Заломленные за спину и прикованные к потолочному крюку руки не дают грудным мышцам расправиться, каждое бесплотное усилие наполняет ткани молочной кислотой. Из разбитого носа и рассаженных губ в горло стекает кровь, и от ее вкуса и тошнотворного запаха паленой плоти внутренности скручивает узлом сильнее, чем от сыплющихся со всех сторон ударов…
«Саша! Что происходит?»
Туся прекрасно понимала, что это не тот вопрос, который следовало задать, но о чем она вообще могла спрашивать? Искаженное обморочной пеленой сознание Арсеньева переносило ее в ледяную комнату без окон, но с разнообразными приспособлениями для истязаний. И хотя перед залитыми потом и слезами, заплывающими синяками глазами Командора чаще всего мелькали слепящие лучи лазерных плетей и чьи-то волосатые кулаки и изуверские рожи, Туся успела разглядеть распятые на противоположной стене нагие тела Пабло и Дина, услышать хриплую ругань и надсадное дыхание Петровича.
«Рита, девочка моя!» — выбираясь из обморочной мглы, потянулся к ней Командор.
И уже через миг его мысль заработала привычно быстро, сухо и четко, как в те времена, когда он отдавал приказы на мостике корабля или руководил сложной хирургической операцией. Разве что новые вспышки боли на какое-то время прерывали ее стремительный полет через пространство и время.
«Срочно свяжись с Командованием! Нашего связного задержали… и он сразу раскололся… Змееносцы… готовят провокацию. Теперь под угрозой… не только сеть революционных ячеек на Раване… но и жизнь Вернера и ребят».
Даже под пыткой он ухитрялся думать о других.
«А как же вы?»
И вновь Туся понимала, что этот вопрос бесполезен. Почему всегда сбывались только самые страшные ее предвидения? Однако Арсеньев в промежутке между ударами счел возможным пояснить.
«Когда связного раскрыли… Феликс… сразу понял… что его водят за нос. Наши товарищи из тюремного подполья успели нас предупредить… и мы с Пабло уничтожили все материалы. И теперь… Серый Ферзь добивается, чтобы мы их восстановили».
Хотя ему было настолько больно, что даже через прокушенные насквозь губы прорывался крик, в последней фразе прозвучало нескрываемое превосходство человека, который ни о чем не жалел. Впрочем, и ни на что и не рассчитывал.
«Клод обещал, что вас вытащат».
Пытаясь облегчить его боль, Туся продолжала хвататься за безумную надежду.

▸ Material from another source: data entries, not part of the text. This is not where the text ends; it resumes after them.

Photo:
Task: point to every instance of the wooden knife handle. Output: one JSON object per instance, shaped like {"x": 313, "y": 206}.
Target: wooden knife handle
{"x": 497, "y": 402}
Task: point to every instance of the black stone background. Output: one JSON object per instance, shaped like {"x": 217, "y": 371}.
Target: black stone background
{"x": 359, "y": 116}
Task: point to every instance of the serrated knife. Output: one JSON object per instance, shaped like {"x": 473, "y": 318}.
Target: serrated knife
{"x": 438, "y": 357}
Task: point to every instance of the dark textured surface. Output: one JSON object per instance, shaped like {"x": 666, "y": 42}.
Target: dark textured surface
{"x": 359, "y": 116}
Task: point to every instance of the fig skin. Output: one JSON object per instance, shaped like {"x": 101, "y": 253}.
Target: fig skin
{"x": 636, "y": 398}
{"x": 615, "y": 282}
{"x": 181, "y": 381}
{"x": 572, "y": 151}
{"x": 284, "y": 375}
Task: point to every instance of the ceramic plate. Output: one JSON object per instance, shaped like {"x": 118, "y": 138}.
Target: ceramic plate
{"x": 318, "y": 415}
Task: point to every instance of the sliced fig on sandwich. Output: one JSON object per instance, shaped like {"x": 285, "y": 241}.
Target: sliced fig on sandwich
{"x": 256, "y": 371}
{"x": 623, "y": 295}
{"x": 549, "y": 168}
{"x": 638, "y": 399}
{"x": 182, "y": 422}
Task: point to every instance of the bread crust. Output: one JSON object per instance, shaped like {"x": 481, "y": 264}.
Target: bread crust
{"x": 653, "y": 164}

«Не в этот раз, — спокойно и почти равнодушно возразил ей Арсеньев. — Нас… снова перевели в подземную тюрьму… а отсюда только… один выход — на фабрику «Панна Моти».
Он оборвал связь или просто потерял сознание, а Туся дрожащими пальцами потянулась к сигналу экстренной связи на коммуникаторе, который напрямую соединял ее с Командующим. Она слишком четко осознавала, что каждый миг промедления может стоить чьей-то жизни и потому на какое-то время просто отключила все эмоции, хотя ей хотелось, подобно древним плакальщицам, расцарапать ногтями лицо и, вырывая с корнями клочья волос, зайтись в безудержном крике.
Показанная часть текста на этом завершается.